Less Can Be More In Cancer Treatment


In the world of cancer treatment, more is not always better. That’s the lesson being learned by cancer treatment specialists through a series of recent studies.

For years oncologists have generally approached the challenge of cancer treatment with the attitude that more treatment is better – unless it kills you! They pushed the envelope of cancer drugs as far as the body would allow in a desperate attempt to stave off the onslaught of cancer cells. In general, this approach has produced improved cancer survival rates.

But now that cancer survival rates have improved, many are questioning the use of expensive cancer drugs when conditions don’t seem to warrant their use.

Peter Loftus, writing in The Wall Street Journal, reports a federal study, presented at the recent annual meeting of the American Society of Clinical Oncology, showed that many women with early-stage breast cancer could safely skip commonly used chemotherapy after surgery. This finding could potentially spare tens of thousands of women a year from chemotherapy side effects such as nausea and early menopause.

Another study presented at the meeting concluded that many patients with advanced kidney cancer could forgo kidney –removal surgery and instead take a drug called Sutent, manufactured by Pfizer, Inc. The study was funded by Pfizer.

A study by a U.K. health institute found that reducing treatment with Roche Holding AG’s breast cancer drug Herceptin to six months instead of twelve months reduced potential heart-related side effects and its cost without sacrificing effectiveness.

Rising Cost of Cancer Drugs

Part of the impetus for these studies, usually funded by government, is to lower the cost of cancer treatment by reducing the use of expensive cancer treatment drugs.

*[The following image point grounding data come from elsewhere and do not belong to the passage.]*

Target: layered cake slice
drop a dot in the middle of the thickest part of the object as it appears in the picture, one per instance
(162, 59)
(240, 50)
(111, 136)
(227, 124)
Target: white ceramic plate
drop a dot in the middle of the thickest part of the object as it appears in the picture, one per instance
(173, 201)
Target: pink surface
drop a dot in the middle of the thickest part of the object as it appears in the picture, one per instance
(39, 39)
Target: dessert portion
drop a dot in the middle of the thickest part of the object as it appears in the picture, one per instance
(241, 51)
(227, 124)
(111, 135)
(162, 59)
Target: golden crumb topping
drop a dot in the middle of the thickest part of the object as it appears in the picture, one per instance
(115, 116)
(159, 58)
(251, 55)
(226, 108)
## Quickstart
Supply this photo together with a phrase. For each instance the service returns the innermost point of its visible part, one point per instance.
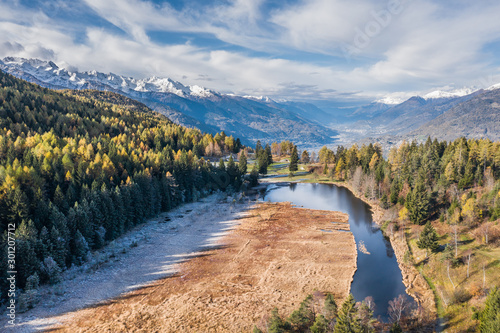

The average U.S. monthly price of oncology drugs more than doubled to $15,535 per patient in 2015 from $7,103 in 2006, according to a May report in the Journal of Oncology Practice. Overall U.S. spending on cancer drugs doubled from 2012 to 2017, to nearly $50 billion, according to IQVIA Institute for Human Data Science.

The rising cost of cancer drugs has led patients and health insurers to question the assumption that “the maximum dose that they can physically cope with is the right dose,” said Christopher McCabe, executive director of the Institute of health economics, a health-policy non-profit in Edmonton, Alberta.

Unfortunately, the economics of such treatment decisions is highly influenced by the motives of those doing the studies. Pharmaceutical companies do studies that tend to encourage the use of their drugs. Governments that pay for the drugs do studies that tend to discourage the use of the drugs.

But at least one drug company executive thinks it is a good thing to analyze the effectiveness of current drug regimes. Pascal Soriot, CEO of Astra-Zeneca, said in a recent interview, “It is of course a threat, but I think it’s the right thing to do. The debate should happen.”

In 2006, the National Cancer Institute started a large clinical trial to test whether women at intermediate risk of recurrence could safely skip chemotherapy. Over 10,000 women were enrolled in the study. Women in the low risk group were assigned to receive hormone therapy alone, while those in the high-risk group received both hormone therapy and chemotherapy. In the intermediate-risk group, the most challenging for treatment decision-making, more than 6,700 were assigned either the combination treatment or hormone therapy alone.

Nine years later the results showed 83.3% of those who received hormone therapy alone were free of disease while 84.3% of those who received both hormones and chemotherapy were disease free. Obviously, the chemotherapy in these patients was unnecessary.

Studies like this can spare thousands of women the side effects and potential permanent harm from toxic chemotherapy agents. They can also substantially lower healthcare treatment costs. Sometimes less is more.